The police can arrest you if they have a warrant for your arrest; you have committed or are about to commit an offence against the Commonwealth Crimes Act; or you are suspected of smuggling or the import or export of prohibited goods.

Can the police use force to arrest me?
The police can use as much force as necessary to arrest you. The court will determine whether the force used was reasonable.

What happens if I resist arrest?
It is a criminal offence to resist arrest. You may be charged with resisting arrest even if the police determine not to charge you with any other offence.

Do I have to submit for a search?
Police can stop, search and detain you in certain circumstances. They can pat you down, look in your pockets and bags and search your car. In some circumstances they can strip search you.

The police officer must provide you with their name and reason for the search.

The court will determine whether the police had reasonable grounds for the search at a later date.

Can I be arrested for questioning?
Police can request you to accompany them to the police station but you are not required to go unless you have been arrested for an offence. It is not advisable to speak with the police until you have spoken to your Solicitor.

What should I do when arrested?
Insist that you be allowed to contact a lawyer.

Do I have to answer questions if I am under arrest?
Generally you have the right to silence. The exception is if the arrest concerns a motor vehicle incident where you are required to give your name and address and specifics of the incident. If in doubt insist on speaking to a solicitor first.

Give the police your name, address and date of birth, but do not answer any other questions or sign anything other than a bail form without the advice of a Solicitor.

Do I have to submit to being fingerprinted or photographed?
The police may take your fingerprints and photograph for the purpose of identification.

How long do I have to stay in custody?
Following an arrest the police may detain you for 4 hours. They can then apply for an extension of a further 8 hours. After this you must be either charged or released.

When can I get bail?
Usually after arrest and charging at a police station. In some circumstances bail can be denied. If in doubt contact a Solicitor.

How can a Solicitor help me?
They can advise you of your rights; explain the alternatives; make a bail application for you; and represent you in Court.

Before you go to Court

You should get legal advice as soon as you can.
It can take time to get legal aid or see a private solicitor. If you want to speak for yourself in court, it is still important to get legal advice. The court will be making decision about your future so getting legal help is a good idea.

Request an interpreter if you need one.
Ring the court where you case is to be heard and ask them to book an interpreter in your language. This can take some time to arrange so give them as much warning as possible.

Write down what happened.
This is very important.
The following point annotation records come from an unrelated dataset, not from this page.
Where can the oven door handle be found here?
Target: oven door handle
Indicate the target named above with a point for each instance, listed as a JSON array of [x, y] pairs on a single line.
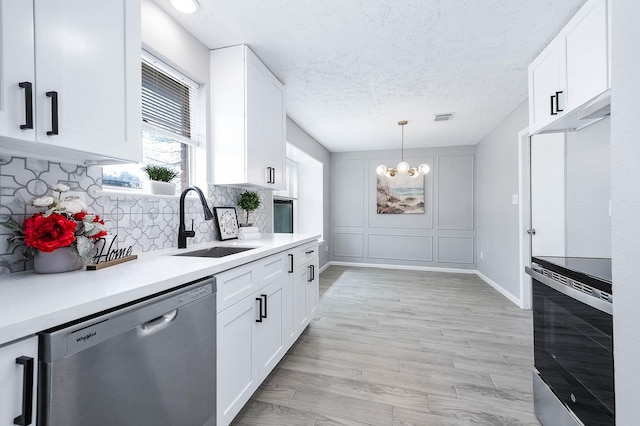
[[594, 302]]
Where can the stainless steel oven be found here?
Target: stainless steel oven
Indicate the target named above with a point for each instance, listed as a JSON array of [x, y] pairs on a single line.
[[573, 346]]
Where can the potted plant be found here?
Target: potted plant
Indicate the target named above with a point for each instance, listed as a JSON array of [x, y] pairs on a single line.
[[248, 201], [160, 178]]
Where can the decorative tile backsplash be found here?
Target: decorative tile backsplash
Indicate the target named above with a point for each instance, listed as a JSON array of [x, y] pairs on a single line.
[[146, 222]]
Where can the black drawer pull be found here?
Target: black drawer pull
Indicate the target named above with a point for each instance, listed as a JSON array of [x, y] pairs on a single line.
[[25, 418], [54, 113], [558, 102], [259, 299], [28, 104]]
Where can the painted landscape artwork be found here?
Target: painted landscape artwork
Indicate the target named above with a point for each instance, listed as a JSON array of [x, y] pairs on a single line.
[[400, 194]]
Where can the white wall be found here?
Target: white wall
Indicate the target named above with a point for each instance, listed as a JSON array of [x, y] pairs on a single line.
[[625, 184], [497, 217], [306, 143], [588, 191], [443, 236]]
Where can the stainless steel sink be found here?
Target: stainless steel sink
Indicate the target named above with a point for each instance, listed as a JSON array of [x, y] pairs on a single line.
[[215, 252]]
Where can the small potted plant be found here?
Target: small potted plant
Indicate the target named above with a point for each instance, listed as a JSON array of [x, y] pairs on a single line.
[[248, 201], [160, 178]]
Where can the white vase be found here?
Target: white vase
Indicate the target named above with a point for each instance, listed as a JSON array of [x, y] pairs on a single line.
[[63, 259], [160, 188]]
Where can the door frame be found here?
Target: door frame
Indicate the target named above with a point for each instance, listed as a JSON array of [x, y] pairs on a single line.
[[524, 214]]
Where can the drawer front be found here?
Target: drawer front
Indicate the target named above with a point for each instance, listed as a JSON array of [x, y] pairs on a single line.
[[304, 254], [273, 268], [236, 284]]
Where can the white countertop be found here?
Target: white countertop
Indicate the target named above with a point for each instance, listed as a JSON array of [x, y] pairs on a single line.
[[31, 302]]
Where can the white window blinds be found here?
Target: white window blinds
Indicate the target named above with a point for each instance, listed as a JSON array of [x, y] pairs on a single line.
[[169, 105]]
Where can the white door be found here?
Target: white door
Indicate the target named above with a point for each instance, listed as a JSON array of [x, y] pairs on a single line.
[[14, 359], [86, 70], [17, 75], [548, 194]]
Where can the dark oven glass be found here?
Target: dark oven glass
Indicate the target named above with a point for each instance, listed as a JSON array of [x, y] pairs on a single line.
[[573, 350]]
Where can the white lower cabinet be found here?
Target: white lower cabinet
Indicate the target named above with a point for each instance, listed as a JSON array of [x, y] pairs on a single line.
[[305, 294], [255, 331], [18, 371]]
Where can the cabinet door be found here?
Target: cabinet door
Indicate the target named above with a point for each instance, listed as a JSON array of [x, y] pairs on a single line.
[[235, 367], [587, 61], [268, 333], [12, 385], [546, 79], [312, 290], [255, 120], [275, 132], [88, 55], [16, 66], [305, 292]]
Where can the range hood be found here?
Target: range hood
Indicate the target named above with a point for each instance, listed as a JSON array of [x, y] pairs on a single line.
[[598, 108], [592, 111]]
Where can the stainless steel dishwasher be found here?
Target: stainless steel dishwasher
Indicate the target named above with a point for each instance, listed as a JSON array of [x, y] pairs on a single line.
[[148, 363]]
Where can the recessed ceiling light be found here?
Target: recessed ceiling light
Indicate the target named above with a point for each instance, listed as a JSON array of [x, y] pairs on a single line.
[[443, 117], [186, 6]]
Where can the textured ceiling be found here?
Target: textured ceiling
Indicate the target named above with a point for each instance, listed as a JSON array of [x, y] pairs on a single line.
[[353, 68]]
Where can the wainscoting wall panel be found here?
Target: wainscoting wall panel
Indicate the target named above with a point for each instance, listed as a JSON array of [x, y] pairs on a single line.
[[401, 247], [443, 236], [456, 250]]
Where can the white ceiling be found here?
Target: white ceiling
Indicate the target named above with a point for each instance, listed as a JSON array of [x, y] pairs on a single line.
[[353, 68]]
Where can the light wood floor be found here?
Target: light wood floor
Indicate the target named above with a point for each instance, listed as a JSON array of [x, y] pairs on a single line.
[[393, 347]]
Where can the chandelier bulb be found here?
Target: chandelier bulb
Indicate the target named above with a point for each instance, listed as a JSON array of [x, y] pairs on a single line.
[[424, 168]]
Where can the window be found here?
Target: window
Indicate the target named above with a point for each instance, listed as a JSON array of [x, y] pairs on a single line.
[[169, 129]]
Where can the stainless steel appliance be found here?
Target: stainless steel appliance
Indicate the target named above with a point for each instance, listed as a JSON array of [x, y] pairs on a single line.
[[573, 341], [151, 362]]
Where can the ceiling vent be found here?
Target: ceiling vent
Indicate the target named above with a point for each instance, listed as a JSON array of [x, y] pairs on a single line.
[[443, 117]]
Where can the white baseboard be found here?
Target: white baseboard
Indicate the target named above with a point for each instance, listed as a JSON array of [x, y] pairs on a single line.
[[482, 276], [406, 267], [326, 265], [501, 289]]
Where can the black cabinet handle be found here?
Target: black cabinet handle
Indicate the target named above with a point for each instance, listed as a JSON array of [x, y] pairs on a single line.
[[264, 296], [28, 104], [54, 113], [311, 273], [259, 299], [27, 391], [558, 102]]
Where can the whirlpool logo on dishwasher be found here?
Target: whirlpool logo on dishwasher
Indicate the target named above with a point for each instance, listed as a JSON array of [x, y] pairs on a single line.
[[86, 337]]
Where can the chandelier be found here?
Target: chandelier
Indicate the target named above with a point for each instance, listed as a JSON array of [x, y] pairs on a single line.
[[403, 167]]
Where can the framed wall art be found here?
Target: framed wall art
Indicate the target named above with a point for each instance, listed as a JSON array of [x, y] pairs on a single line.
[[227, 222]]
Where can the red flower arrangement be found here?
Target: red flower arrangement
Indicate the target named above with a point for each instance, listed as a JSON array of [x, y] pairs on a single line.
[[65, 223]]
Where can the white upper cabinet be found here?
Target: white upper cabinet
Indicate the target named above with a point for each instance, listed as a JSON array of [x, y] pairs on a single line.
[[248, 121], [85, 98], [17, 72], [571, 71]]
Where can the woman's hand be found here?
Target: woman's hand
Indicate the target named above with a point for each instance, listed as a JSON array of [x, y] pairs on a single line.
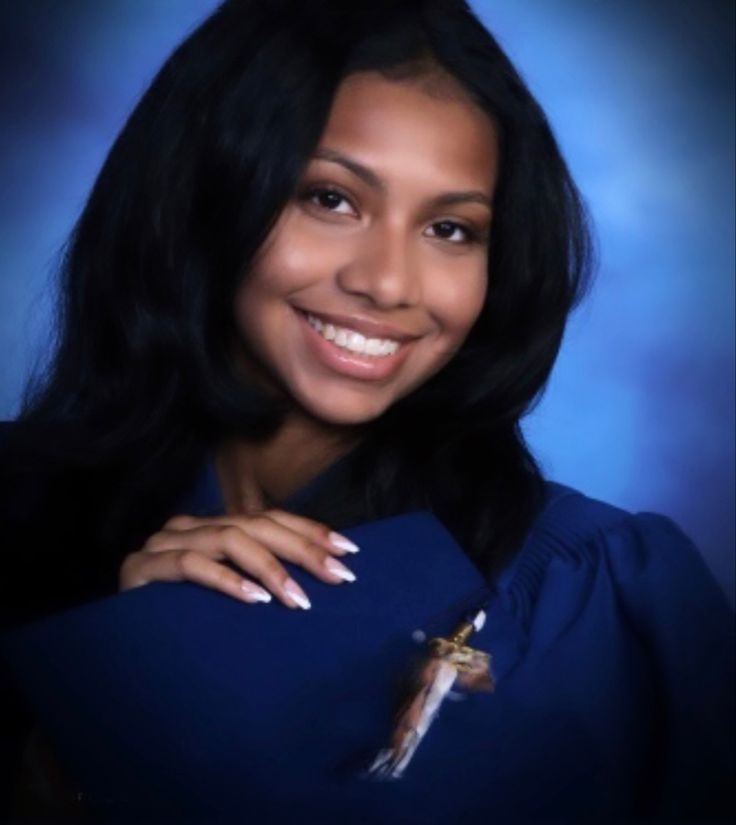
[[188, 548]]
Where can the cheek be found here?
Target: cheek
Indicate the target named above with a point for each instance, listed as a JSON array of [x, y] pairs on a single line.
[[462, 301]]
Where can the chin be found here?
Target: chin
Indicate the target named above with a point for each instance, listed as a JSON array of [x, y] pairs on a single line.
[[344, 413]]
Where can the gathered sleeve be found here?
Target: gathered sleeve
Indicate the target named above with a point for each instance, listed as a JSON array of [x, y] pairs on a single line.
[[622, 622], [674, 604]]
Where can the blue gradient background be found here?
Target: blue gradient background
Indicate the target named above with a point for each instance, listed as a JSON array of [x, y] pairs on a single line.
[[640, 409]]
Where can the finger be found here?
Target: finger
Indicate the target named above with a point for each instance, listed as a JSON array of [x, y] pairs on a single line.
[[319, 533], [227, 541], [186, 565], [198, 536], [289, 545]]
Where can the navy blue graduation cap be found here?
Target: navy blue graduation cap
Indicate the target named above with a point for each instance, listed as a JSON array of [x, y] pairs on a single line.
[[173, 702]]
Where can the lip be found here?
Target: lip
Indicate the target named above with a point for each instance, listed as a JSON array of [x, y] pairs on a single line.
[[351, 364], [366, 326]]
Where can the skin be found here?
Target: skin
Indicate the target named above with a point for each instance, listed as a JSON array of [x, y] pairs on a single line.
[[377, 231]]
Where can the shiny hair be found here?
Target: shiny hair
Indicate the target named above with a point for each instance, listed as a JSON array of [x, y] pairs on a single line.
[[143, 381]]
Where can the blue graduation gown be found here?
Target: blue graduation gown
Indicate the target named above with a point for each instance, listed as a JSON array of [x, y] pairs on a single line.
[[612, 652]]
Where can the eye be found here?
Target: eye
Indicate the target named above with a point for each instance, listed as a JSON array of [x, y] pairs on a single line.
[[330, 199], [453, 232]]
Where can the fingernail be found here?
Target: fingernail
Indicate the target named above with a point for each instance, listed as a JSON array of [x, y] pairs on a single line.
[[342, 543], [296, 594], [254, 592], [339, 569]]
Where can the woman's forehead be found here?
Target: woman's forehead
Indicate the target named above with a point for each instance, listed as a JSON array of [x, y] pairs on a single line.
[[427, 124]]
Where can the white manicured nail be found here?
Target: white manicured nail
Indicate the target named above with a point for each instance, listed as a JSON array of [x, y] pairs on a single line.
[[296, 594], [339, 569], [342, 543], [254, 592]]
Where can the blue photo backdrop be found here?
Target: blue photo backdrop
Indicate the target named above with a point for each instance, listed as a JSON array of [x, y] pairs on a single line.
[[640, 408]]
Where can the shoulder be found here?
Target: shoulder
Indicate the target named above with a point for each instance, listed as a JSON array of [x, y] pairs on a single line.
[[592, 551]]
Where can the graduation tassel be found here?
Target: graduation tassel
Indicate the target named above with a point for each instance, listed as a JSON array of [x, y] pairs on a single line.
[[450, 662]]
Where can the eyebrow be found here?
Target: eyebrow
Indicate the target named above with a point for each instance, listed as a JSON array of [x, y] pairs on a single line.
[[370, 177]]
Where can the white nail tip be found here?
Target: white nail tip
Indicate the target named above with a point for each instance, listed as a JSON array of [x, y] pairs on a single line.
[[336, 540], [299, 599], [335, 567]]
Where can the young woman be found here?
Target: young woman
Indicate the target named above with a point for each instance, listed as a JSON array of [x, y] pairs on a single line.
[[323, 273]]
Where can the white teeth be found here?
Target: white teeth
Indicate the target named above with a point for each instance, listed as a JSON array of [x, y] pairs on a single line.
[[352, 340]]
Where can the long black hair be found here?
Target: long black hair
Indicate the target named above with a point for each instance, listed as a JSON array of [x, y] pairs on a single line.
[[143, 382]]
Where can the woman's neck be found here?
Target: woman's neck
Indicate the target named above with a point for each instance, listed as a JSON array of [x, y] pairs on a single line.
[[252, 475]]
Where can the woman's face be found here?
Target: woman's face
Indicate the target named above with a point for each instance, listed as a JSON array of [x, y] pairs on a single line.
[[376, 271]]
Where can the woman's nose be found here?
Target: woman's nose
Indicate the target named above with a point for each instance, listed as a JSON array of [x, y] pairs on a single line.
[[384, 269]]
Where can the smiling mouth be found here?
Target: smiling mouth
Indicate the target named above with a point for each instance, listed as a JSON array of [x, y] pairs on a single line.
[[352, 340]]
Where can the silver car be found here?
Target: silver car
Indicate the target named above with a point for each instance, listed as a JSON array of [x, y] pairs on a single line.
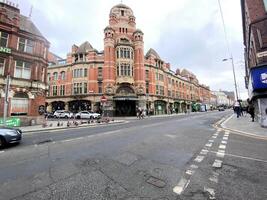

Prepare a statement in your own words of everything that occurred relating to your charge. This should include any conversations with police and witnesses. Make sure you do this while the events are fresh in your mind.

Character References
Written references about your good character can help your case in court.

Character references should be from people who do not have criminal records or “bad reputations”. These references can come from neighbours, family friends, workmates or members of clubs or organisations you belong to.

The references should be neatly typed and include the following:

  • They should be addressed to the Presiding Magistrate or Judge
  • State that the referee is aware of the charges before the court
  • State how long the referee has known you
  • How the person knows you
  • Anything which might help the court understand your good character
  • Be signed with the name of the person printed underneath with their address, occupation and the date.